Ladders are simple devices – and that might be their biggest fault. Workers tend to mistake simplicity for harmlessness, often overlooking necessary precautions. Even before setting up a ladder, the worker needs to check the site for safety. If the site includes a door that could be opened while someone’s up on the ladder, the door has to be locked or someone has to be on the other side to make sure nobody opens it.
The area around the ladder must be clear of tools, materials, and debris that could make access hazardous. For example, a worker coming off a ladder might step on an obstacle and twist an ankle or take a tumble.
Workers must also make sure the top of a straight or extension ladder rests against a solid surface that can withstand the load, avoiding windows and other objects that could give way as the worker climbs.
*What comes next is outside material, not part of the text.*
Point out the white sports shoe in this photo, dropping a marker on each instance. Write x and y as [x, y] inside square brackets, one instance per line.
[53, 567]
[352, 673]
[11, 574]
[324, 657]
Workers often forget to secure extension ladders at the top to prevent them from slipping – a common cause of accidents. They should secure the base against accidental movement or have it held firmly by a co-worker at the foot of the ladder facing it with a hand on each side rail and one foot on the bottom rung.
People sometimes forget about safety when using stepladders. For example, they might not bother to make sure braces are locked and the ladder is stable so that it can’t tip over as they climb. Employees sometime place a stepladder on top of something else to gain height – or they might lean an unopened stepladder against the wall and try to climb it.
Make sure that workers guard or place barriers around the ladder work area if there are other people around. Failure to do so could result in a “struck-by” accident if a worker on a ladder drops a tool or materials on someone passing below.
When using a ladder, workers must be taught to always keep three-point contact, with both hands and one foot or both feet and one hand on the ladder at all times.